One of my besties just got back from a weekend in Sweden and brought with her goodies to spoil little old me. Beautiful birdie placemats from family run weavers Ekelund and Secrets of Scandinavian Cooking… Scandilicious by Signe Johansen, both of which are completely new discoveries to me.
I am not really a fan of sandwiches for lunch, not the supermarket kind anyway, which are stodgy with very little filling and way too much spread. Signe’s Smørbrød (or open sandwich) recipes have been a revelation, with goat’s cheese and radish or gravlax and beetroot, now a firm favourite in my lunchbox.
Spelt flour features heavily in the book, I decided to bake some Oatmeal Bread to make my lunches 100% authentically Scandilicious. Now christened ‘porridge bread’ at Crumpet Cottage, the loaf turned out chewy, moist and light, just as promised.
To make one loaf:
1 tbsp treacle
225g wholemeal spelt flour
225g refined spelt flour
2 tsp salt
7g of dried yeast
1 beaten egg
1. Heat 250ml water until simmering, add the butter and treacle, when melted stir in the oats.

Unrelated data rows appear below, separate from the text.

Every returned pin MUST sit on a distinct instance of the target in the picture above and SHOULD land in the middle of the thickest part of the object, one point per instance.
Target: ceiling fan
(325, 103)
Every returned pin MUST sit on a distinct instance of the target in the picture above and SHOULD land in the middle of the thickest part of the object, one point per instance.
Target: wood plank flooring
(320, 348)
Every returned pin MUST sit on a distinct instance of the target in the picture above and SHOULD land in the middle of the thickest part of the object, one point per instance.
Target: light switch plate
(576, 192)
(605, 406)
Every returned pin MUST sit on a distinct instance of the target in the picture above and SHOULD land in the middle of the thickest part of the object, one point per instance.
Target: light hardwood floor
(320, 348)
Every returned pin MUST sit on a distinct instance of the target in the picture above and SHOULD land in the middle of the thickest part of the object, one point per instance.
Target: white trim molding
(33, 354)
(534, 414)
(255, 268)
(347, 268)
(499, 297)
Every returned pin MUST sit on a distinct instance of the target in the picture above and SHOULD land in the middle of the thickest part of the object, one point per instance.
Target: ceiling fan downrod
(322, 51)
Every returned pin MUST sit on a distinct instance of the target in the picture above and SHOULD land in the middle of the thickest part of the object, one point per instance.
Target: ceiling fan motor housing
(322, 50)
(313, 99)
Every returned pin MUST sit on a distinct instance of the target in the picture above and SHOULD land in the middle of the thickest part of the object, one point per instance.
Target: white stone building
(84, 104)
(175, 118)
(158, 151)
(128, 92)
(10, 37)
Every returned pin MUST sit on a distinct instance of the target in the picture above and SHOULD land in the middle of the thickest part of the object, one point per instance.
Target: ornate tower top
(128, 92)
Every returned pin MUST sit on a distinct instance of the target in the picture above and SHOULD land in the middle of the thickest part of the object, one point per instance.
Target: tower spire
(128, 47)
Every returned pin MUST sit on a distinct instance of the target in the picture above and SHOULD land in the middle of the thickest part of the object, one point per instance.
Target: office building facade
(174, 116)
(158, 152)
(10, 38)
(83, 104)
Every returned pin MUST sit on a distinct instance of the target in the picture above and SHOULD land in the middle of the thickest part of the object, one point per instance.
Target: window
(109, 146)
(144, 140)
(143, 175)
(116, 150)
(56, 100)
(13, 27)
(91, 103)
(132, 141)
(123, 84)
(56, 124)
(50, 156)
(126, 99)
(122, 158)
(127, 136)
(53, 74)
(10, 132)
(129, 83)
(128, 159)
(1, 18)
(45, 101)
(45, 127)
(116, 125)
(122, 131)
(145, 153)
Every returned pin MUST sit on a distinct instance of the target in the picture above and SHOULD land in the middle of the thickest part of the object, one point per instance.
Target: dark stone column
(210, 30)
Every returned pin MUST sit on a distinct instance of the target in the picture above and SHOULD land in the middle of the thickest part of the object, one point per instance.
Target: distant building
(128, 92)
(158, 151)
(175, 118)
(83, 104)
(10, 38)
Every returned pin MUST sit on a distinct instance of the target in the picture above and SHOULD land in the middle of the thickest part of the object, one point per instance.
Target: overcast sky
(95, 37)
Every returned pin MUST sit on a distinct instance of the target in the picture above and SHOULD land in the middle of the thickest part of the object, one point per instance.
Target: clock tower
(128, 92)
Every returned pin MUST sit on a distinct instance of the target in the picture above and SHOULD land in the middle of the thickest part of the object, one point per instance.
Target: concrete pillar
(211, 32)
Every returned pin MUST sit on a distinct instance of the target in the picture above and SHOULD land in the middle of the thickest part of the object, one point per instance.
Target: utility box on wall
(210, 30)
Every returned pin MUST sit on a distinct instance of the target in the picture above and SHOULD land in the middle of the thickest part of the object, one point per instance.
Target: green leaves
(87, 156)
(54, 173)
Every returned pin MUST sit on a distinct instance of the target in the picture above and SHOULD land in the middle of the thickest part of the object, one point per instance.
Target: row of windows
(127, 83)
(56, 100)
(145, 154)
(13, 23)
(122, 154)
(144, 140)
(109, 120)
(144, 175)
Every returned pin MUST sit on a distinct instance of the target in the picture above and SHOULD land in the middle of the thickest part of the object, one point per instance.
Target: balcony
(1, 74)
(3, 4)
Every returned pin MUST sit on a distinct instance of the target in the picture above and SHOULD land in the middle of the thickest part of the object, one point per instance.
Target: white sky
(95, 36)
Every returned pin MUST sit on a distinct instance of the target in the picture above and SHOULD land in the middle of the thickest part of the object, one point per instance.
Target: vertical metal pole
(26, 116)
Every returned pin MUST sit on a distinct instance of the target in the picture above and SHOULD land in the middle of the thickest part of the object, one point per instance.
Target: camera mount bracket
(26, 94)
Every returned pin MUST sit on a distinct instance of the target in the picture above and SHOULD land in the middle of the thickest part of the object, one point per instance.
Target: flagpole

2. In a separate bowl, sift together the flours, salt and yeast.
3. Make a hollow in the dry ingredients and add the oat mixture, gradually start to add 125ml of lukewarm water until the dough comes together as you stir (you may not need all the water).
4. Knead the dough for 5 mins, then cover and let it rise, somewhere warm for 45 mins.
5. Knock back the dough, pop it in a greased 2lb loaf tin and let it rise again for a further 30 mins or so.
6. Preheat the oven to 220°C.
7. Bake the loaf for 15 mins, then turn down the oven to 180°C for a further 25-30 mins.
8. Let the loaf cool for 10 mins in the tin, then turn out onto a wire rack.